The leaders of several African nations and the president of
France on Friday attended the funeral of President
Idriss Déby of Chad, one of
Africa’s most enduring and feared autocrats whose death from injuries sustained
in clashes between rebels and government forces was announced this week.
اضافة اعلان
Despite abuses directed at his own people during his 31-year
rule, Déby had benefited from the indulgence of Western powers as he remained a
steady linchpin for their military interventions against Islamist insurgents in
the region. His death has thrown the future of the vast African nation into
uncertainty.
The Chadian military announced this week that Déby, 68, had died
Monday — the same day that his victory in a sixth election, marred by
irregularities, had been confirmed.
President Emmanuel Macron of France traveled to the Chadian
capital, Ndjamena, for Déby’s funeral, a sign of the significance that his
country has attached to Chad in recent years, amid a fight against insurgents.
Groups linked to the Islamic State and al-Qaida have been active
in the Lake Chad basin and the Sahel, an arid swath south of the Sahara
spanning six African countries, threatening security in the region.
Jean-Yves Le Drian, the French foreign minister, said Thursday
that Chad’s stability was crucial to the Sahel, and “also Europe’s security,”
in an interview on French television this week.
The European Union’s foreign policy chief, Josep Borrell
Fontelles, also attended the funeral, along with the heads of state of
Cameroon, the Congo, Guinea and Niger, among others, despite security concerns.
The rebel group that claimed responsibility for Déby’s death,
the Front for Change and Concord in Chad, threatened to march on Ndjamena on
Friday, after the funeral, and had warned foreign leaders not to attend.
Thousands lined the streets of Ndjamena during the ceremony.
Déby was expected to be laid to rest Friday afternoon in his hometown,
Amdjarass, near the border with Sudan in eastern Chad.
Tensions remained high in the capital this week after a military
council installed Mahamat Idriss Déby, Déby’s 37-year-old son, as interim
president. Political opponents have denounced the move as a coup d’état because
the Chadian Constitution dictates that the president of the National Assembly
should become the interim leader until elections are held.
And questions remain about the circumstances surrounding Déby’s
death, with uncertainty over whether he was killed in clashes or during a
meeting with the rebel group, or whether he was in fact killed by a rival.
At the funeral Friday, Déby’s family praised “a great fighter”
who was “obsessed with peace and the unity of Chadians.”
“You’ve left while walking toward the enemy,” said Abdelkrim
Idriss Déby, another of Déby’s sons.
Macron said Déby had lived as a soldier and died as one.
“Idriss, you were an exemplary chief and a courageous warrior,
but you also knew the value of diplomacy and cooperation between peoples,”

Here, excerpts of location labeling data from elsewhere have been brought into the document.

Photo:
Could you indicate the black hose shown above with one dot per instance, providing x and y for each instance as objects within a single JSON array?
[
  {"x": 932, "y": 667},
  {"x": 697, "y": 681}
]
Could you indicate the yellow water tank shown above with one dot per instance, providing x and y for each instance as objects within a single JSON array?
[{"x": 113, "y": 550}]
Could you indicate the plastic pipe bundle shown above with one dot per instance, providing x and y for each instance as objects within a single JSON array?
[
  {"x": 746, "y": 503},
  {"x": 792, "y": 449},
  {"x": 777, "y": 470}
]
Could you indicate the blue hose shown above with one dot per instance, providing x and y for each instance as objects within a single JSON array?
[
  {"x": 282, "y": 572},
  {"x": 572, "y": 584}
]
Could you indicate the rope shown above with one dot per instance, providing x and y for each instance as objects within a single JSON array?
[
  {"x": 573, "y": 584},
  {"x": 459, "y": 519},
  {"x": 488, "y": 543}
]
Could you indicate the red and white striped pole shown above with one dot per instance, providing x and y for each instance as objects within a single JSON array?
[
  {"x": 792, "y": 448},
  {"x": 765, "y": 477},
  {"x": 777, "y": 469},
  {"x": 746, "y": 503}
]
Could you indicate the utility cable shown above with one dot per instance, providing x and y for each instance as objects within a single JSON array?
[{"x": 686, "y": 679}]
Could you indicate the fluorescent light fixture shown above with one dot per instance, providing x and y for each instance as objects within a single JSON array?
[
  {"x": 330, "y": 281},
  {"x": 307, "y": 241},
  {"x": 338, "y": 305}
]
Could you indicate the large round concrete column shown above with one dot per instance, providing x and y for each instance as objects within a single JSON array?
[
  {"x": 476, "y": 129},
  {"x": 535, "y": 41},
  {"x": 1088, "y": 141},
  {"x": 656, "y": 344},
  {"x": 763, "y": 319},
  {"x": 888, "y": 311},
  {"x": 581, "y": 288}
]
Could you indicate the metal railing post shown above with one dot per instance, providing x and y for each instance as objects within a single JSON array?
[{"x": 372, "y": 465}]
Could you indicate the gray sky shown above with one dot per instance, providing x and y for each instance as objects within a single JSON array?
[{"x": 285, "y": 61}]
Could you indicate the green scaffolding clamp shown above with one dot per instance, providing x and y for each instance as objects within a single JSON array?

Macron said at the funeral Friday.
In Chad, one of the world’s poorest nations despite vast oil
resources, Déby’s death leaves a major void. But it could also have a crucial
impact on how France conducts security operations in the region.
France has long relied on Chad, a former colony, as a support
base for its own troops and as a strategic partner for operations in the Sahel
region, with a continued military presence in Ndjamena since 1986.
Its counterterrorism operation in the Sahel, known as Operation
Barkhane, is headquartered in the capital. The French president’s office said
Monday that the nation had lost “a courageous friend” with Déby’s death.
Thomas Gassilloud, a French lawmaker who sits on a parliamentary
committee focusing on the relationship between France and Chad, said that Déby
had long offered stability in a region where that was difficult to find.
“Chad is at the crossroads of zones that have faced multiple
security crises in recent years: Libya to the north, Niger to the west, and the
Central African Republic to the south,” he said, noting that Déby had studied
at the prestigious Paris-based military school that trains senior French army
officers. “France was used to working with Déby, and when it came to military
operations in the Sahel, they spoke the same language.”
Macron arrived in Ndjamena on Thursday evening, before the
funeral, and met with Mahamat Idriss Déby at the presidential palace. French
authorities have said that “exceptional circumstances” in Chad justified the
installation of Déby’s son as interim president.
Roland Marchal, a longtime expert on Chad at the Paris-based
Sciences Po university, said that Macron’s meeting with Mahamat Idriss Déby
showed French approval for what several analysts consider a coup, noting that
Paris had not publicly called for the Chadian Constitution to be respected,
unlike US officials have.
“France wants to keep a privileged relationship with the Chadian
authorities,” Marchal said, “and for that it is ready to accept that the
constitution of a country be swept away.”